It took me a long time to realise that what I thought was my own free will was actually a mercilessly manipulated and largely predetermined way of living my life: “free will” was whatever this civilization told me was the “right” way to live. It took me even longer to accept that I didn’t have to live this way – that there was a multitude of other paths that my life could take, if only I could shake off the devil that seemed to cling to my back, always urging me to follow the “right” way; the way of the machine, the way of economic growth and the way of the cosy disconnected existence.
Then I got angry.
A few years ago, anger wasn’t something I considered to be helpful. My five years as a Greenpeace activist contributed to perhaps one slight change: a number of timber merchants would no longer stock illegally harvested tropical hardwood. More significantly I learnt about Non Violent Direct Action, or NVDA, a concept first introduced by the religious Quaker group, and adopted by a number of protest organisations around the world during the 20th century. The essence of NVDA is to ensure that whatever you are doing does not result in violence of any sort. Of course definitions of violence vary widely, with many environmentalists and environmental groups claiming that violence can be committed against not only people and other animals, but also inanimate objects. This is the view that most Western governments also hold. On the other hand, destroying a piece of machinery in order to prevent the discharge of a toxic substance – is that violence? Agreement won’t be coming along any time soon; but my experience in carrying out NVDA was that neither violence (against both animate and inanimate targets) nor anger would be tolerated: the two seemed to be tied up together to such an extent that on numerous occasions, activists were implored to “calm down” by others carrying out the same action, lest they do something they might regret later. This mantra of non-violence and non-anger burrowed into my head and stuck there; it took something startling to shift it.

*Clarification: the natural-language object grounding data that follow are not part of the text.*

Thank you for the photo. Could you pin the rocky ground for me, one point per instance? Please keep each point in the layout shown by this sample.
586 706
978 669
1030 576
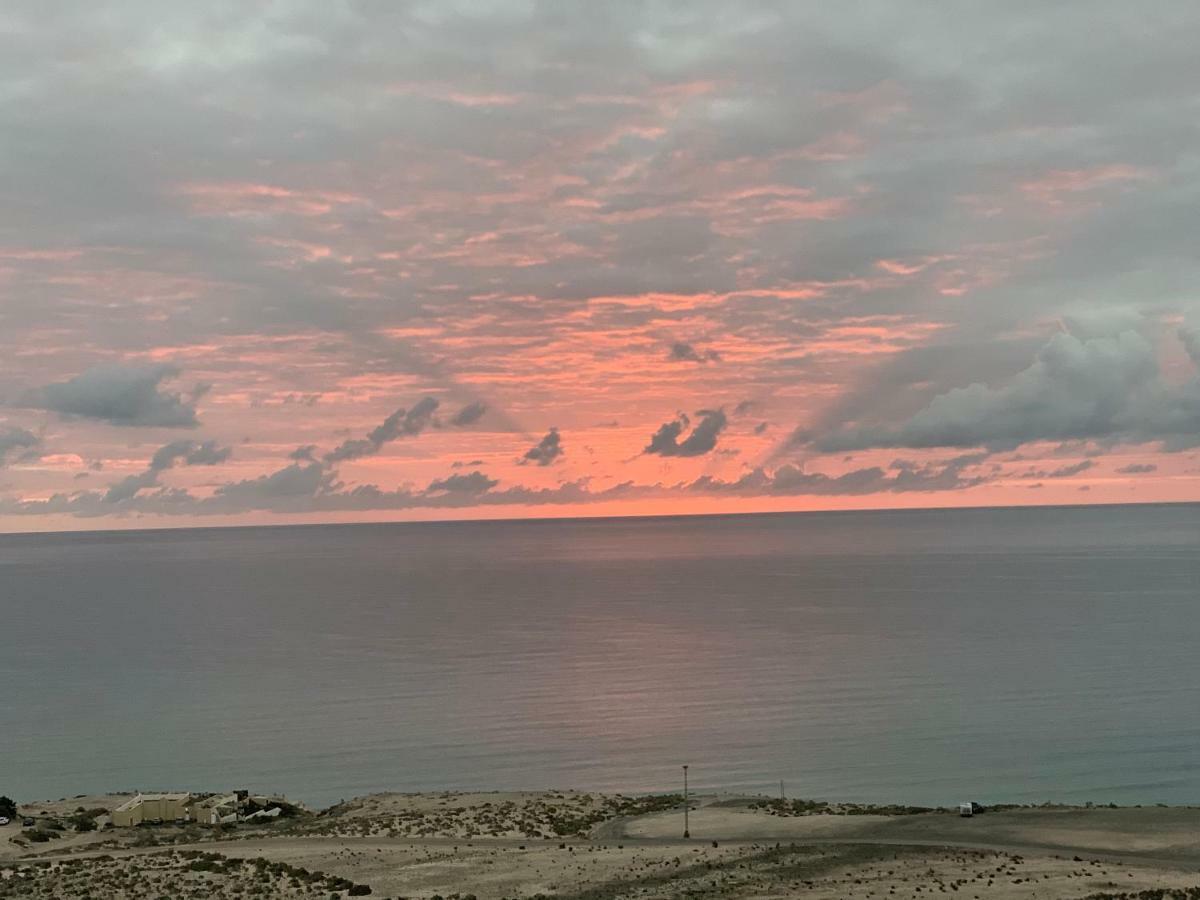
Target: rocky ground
580 846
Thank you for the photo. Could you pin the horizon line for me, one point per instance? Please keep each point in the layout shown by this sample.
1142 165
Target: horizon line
599 517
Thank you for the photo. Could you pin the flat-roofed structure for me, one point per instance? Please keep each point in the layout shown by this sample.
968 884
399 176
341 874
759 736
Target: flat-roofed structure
153 808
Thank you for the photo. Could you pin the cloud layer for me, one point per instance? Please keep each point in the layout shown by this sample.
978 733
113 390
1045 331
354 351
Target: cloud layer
945 257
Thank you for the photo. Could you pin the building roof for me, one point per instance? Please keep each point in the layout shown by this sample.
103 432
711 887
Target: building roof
135 802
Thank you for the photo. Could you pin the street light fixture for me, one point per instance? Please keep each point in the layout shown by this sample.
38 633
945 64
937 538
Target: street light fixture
687 833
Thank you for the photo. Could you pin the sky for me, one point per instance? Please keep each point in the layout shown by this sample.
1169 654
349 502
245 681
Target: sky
318 261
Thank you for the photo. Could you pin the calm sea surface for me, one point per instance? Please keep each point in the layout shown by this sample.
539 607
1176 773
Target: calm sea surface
918 657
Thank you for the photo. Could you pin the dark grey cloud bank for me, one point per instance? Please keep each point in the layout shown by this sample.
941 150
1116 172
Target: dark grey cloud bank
181 453
1020 166
546 450
1102 387
702 438
120 395
401 424
16 443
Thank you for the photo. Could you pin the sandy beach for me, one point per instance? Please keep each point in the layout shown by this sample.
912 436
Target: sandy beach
609 846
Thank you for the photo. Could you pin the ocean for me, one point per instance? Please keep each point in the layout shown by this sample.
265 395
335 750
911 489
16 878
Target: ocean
921 657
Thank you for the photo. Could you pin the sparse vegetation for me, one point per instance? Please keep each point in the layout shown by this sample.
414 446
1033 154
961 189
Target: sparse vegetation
821 808
549 816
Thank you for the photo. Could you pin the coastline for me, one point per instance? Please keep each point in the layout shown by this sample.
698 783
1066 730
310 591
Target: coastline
586 845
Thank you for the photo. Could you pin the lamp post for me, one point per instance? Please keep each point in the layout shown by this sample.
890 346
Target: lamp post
687 833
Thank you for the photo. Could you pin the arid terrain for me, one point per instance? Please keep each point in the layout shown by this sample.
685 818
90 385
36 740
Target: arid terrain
599 847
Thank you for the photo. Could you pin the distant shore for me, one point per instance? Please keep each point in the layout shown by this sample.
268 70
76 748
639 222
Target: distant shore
591 846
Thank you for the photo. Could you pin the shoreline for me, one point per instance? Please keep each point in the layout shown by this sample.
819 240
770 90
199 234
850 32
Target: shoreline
589 846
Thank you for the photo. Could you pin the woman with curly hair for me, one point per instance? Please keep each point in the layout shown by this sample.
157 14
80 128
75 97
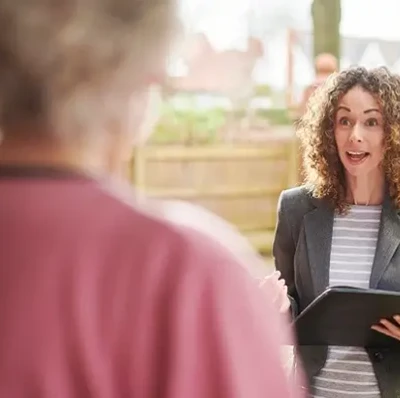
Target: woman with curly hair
343 227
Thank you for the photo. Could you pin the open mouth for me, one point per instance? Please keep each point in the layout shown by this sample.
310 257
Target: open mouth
356 157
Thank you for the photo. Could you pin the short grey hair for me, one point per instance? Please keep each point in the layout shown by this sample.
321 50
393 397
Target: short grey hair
63 63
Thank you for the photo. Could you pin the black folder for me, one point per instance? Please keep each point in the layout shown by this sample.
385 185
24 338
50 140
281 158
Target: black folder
343 316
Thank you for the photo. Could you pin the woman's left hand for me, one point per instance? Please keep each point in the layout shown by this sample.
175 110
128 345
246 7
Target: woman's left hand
391 329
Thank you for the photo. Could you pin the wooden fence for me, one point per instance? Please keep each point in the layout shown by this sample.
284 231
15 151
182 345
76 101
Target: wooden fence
241 183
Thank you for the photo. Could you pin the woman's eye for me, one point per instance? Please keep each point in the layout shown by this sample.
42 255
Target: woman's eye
371 122
344 121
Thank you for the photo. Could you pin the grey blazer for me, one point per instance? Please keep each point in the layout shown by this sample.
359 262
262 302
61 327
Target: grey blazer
302 253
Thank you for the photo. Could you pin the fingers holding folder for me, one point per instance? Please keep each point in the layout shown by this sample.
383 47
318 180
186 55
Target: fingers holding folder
389 328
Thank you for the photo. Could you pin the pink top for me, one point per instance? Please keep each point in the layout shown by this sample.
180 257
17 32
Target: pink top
99 299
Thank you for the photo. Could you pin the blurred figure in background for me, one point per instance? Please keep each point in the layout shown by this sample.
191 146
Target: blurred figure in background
99 296
325 65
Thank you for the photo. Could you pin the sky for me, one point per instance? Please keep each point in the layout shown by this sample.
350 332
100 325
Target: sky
227 21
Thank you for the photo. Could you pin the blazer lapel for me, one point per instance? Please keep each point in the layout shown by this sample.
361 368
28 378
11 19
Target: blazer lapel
318 226
388 241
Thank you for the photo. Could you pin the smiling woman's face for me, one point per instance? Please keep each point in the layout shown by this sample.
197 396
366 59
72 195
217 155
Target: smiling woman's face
359 132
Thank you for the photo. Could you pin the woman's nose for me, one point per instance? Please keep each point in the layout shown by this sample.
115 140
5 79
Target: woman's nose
356 134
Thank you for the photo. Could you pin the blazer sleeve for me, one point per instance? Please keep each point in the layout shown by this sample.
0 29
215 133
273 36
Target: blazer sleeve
283 251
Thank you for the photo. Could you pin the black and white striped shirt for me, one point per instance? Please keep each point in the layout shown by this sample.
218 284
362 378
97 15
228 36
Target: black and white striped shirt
348 371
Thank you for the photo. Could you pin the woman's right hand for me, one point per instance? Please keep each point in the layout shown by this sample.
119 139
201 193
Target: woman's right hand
277 287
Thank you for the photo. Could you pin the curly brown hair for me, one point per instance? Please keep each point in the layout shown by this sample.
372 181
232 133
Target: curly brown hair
323 171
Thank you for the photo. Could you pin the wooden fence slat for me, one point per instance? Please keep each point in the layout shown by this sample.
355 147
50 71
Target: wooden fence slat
217 153
219 193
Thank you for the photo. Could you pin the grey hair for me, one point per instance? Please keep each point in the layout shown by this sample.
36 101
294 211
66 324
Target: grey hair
66 65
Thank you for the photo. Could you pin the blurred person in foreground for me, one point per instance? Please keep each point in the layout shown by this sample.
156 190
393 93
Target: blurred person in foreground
343 227
100 297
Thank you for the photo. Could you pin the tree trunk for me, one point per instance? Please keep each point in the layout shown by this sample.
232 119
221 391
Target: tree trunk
326 16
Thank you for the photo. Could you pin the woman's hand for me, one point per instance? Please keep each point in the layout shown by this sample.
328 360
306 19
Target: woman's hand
278 288
389 328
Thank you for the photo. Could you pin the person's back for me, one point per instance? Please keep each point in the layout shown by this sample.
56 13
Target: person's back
99 299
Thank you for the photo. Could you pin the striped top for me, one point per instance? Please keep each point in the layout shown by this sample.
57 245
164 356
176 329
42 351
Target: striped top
348 371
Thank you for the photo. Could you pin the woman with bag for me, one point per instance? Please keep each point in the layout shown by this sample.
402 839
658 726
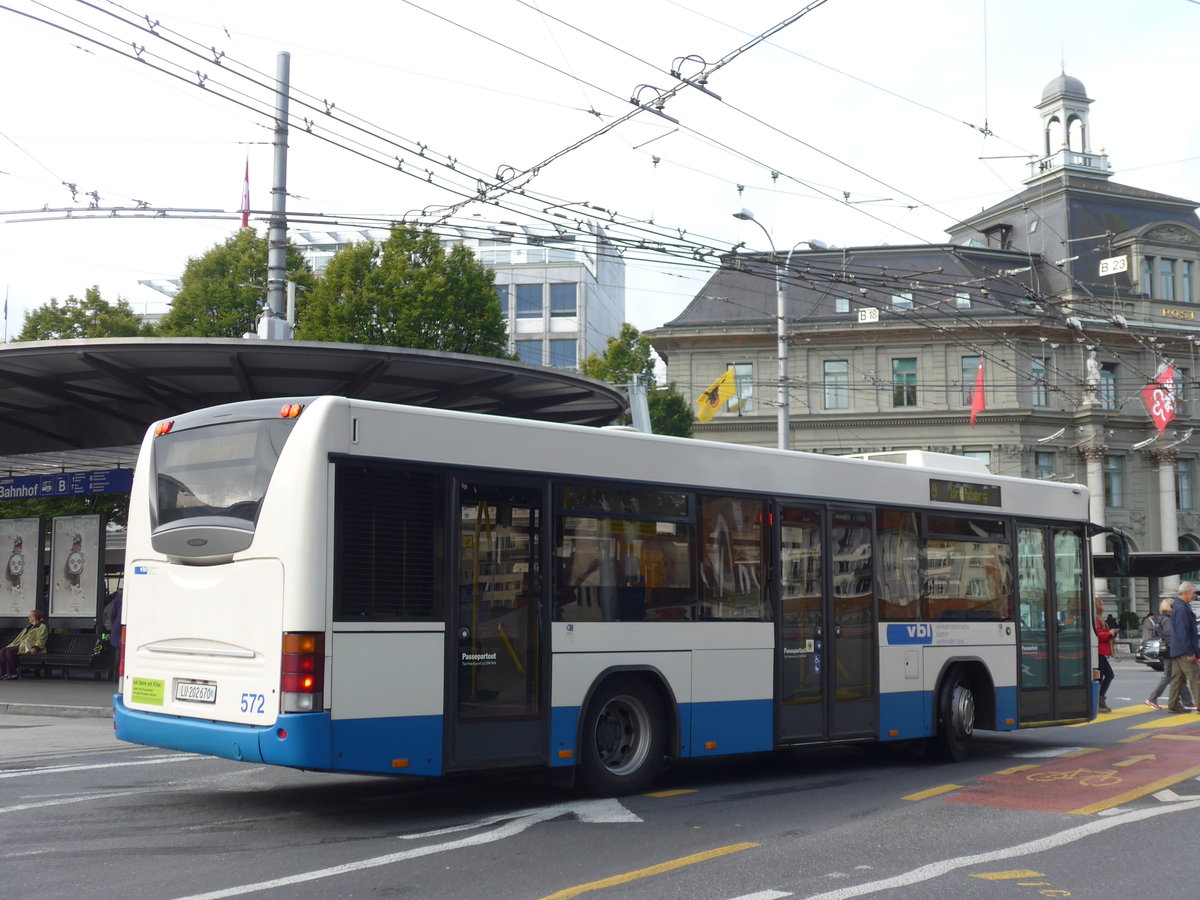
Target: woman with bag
30 639
1104 636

A Corporation is a company that has the same rights as a human being – more so, in fact. In most Western legal systems, corporations are given preferential legal treatment compared to individual members of the public, especially when it comes to the enforcement of environmental and human rights legislation. The key to this is something called “limited liability”, which all corporations are now subject to: it means that the shareholders of a corporation are only liable for the proportion of the corporation that they own; in effect, the responsibility for the actions of the corporation as a whole is split amongst, potentially, millions of individuals. On the other hand a corporation, as a whole, can act as an individual. Noam Chomsky explains that up to the 19th century:
Corporations, which previously had been considered artificial entities with no rights, were accorded all the rights of persons, and far more, since they are “immortal persons” and “persons” of extraordinary wealth and power. Furthermore, they were no longer bound to the specific purposes designated by State charter, but could act as they chose, with few constraints.
(Noam Chomsky, “Market Democracy in a Neoliberal Order: Doctrines and Reality”)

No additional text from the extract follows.